The black box, an airplane’s digital flight-data recorder, holds massive amounts of data, documenting the performance of engines, cockpit controls, hydraulic equipment, and GPS systems, typically at regular one-second intervals throughout a flight. Analysts have been studying black-box data to prevent accidents from ever occurring. Using software tools that can rapidly search data, operators can flag problem areas and determine whether a plane needs to be pulled off the line to be physically inspected, or if there are problems with flight procedures.

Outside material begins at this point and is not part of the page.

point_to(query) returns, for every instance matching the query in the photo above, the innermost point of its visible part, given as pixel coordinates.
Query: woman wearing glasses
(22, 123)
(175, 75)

John Hansman, professor of aeronautics and astronautics and engineering systems at MIT, says today’s search methods are limited, with operators needing to identify ahead of time which parameters to check. Hansman and his colleagues devised a detection tool that spots flight glitches without knowing ahead of time what to look for.

The technique uses cluster analysis, a type of data mining that filters data into subsets, or clusters, of flights sharing common patterns. Flight data outside the clusters are flagged as abnormal; analysts can then further inspect these reports to see whether an anomaly is cause for alarm. The number of aircraft sensors has ballooned over the years, and a flight-data recorder on a Boeing 787, for example, is now able to record 2,000 flight parameters continuously for up to 50 hours — a much richer dataset than what is typically monitored.

The team mapped flight parameters in terms of vectors, with each vector representing all the parameters from a single flight. They then plotted vectors from multiple flights in a multiple-dimension “hyperspace.” Vectors with similar measurements clustered together, representing “normal” flights. The outliers, or vectors outside the data clusters, signaled flights with potential problems.

Co-author Lishuai Li hazards a guess that cluster analysis could have helped prevent an accident on Dec. 8, 2005, when Southwest Airlines Flight 1248 slid off a runway at Chicago’s Midway International Airport and crashed into traffic while attempting to land in a snowstorm. Li says the accident was due in part to the pilots’ failure to activate reverse thrusters in time, but that the cluster-analysis technique could have picked out such late-reversal thrusts in prior flights, and flagged them as potential problems.

Hansman aims to test the technique on a richer dataset in the near future, though he acknowledges that getting a hold of information from airline flight-data recorders can be tricky, mostly due to restrictive labor agreements on how the data can be used. He is currently in discussions with several airlines, as well as NASA, in hopes of acquiring more flight data.